Any reform of age assessment must make such a tragedy less, rather than more, likely. Ideally, I would like to delete this whole part of the Bill but that is not possible. Therefore, this amendment represents a crucial piece of damage limitation. I hope that the Minister will accept it or, failing that, it will receive the support of the House.
My Lords, as the mover of the lead amendment in the middle of the night on 9 February, I will speak only briefly to support Amendment 64 in the name of the noble Lord, Lord Green. I do not support Amendment 64A, however well intentioned, because I worry about its perverse effects and the huge costs involved.

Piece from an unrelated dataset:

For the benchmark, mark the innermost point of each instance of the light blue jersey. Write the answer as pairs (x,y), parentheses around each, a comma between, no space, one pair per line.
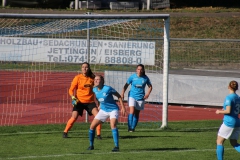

The background to my concern is that I have been utterly appalled by the number of asylum seekers pretending to be children—1,100 migrants in the 12 months to September 2021, as reported in the Daily Mail. I do not apologise for the fact that it first drew my attention to this dreadful situation. The numbers are growing as the numbers crossing the channel in boats grow, allowing for seasonal variations, although the Home Office is trying to reduce the focus on this by scrapping regular figures. This is the subject of my later amendment.
The incentives to cheating on age are substantial in terms of treatment, housing and support. I am worried about the wider implications: mature boys put alongside vulnerable girls in school can wreck their progress and even lead to abuse. Mixed ages in social care are a recipe for disaster and it can be worse than that: remember the Parsons Green bomber pretending to be 16 when he was much older?
The Government are right, therefore, to introduce new processes for conducting age assessments and to set up a system in support in the Bill. There seems to be agreement on this but, as has been said, much is left for regulation.
I was very glad that my noble and learned friend Lord Stewart of Dirleton acknowledged on 9 February —in the middle of the night—that we had raised a valid safeguarding issue. I thank him for that. I was pleased to hear that the Government are planning to monitor and evaluate the impacts of the policy and to develop the evidence base further. Unfortunately, that does not solve the problem the House of Commons amendments sought to address. We will have missed the boat for clarifying the law and introducing the certainty that authorities need to run a fair and safe system.
I am clear that we must have an effective and rigorous system of age assessment, not one that gives the benefit of the doubt to those saying, without documentation, that they are minors and encouraging the traffickers. The noble Lord, Lord Green, has exposed the problems with the system proposed and I feel that we need a better response.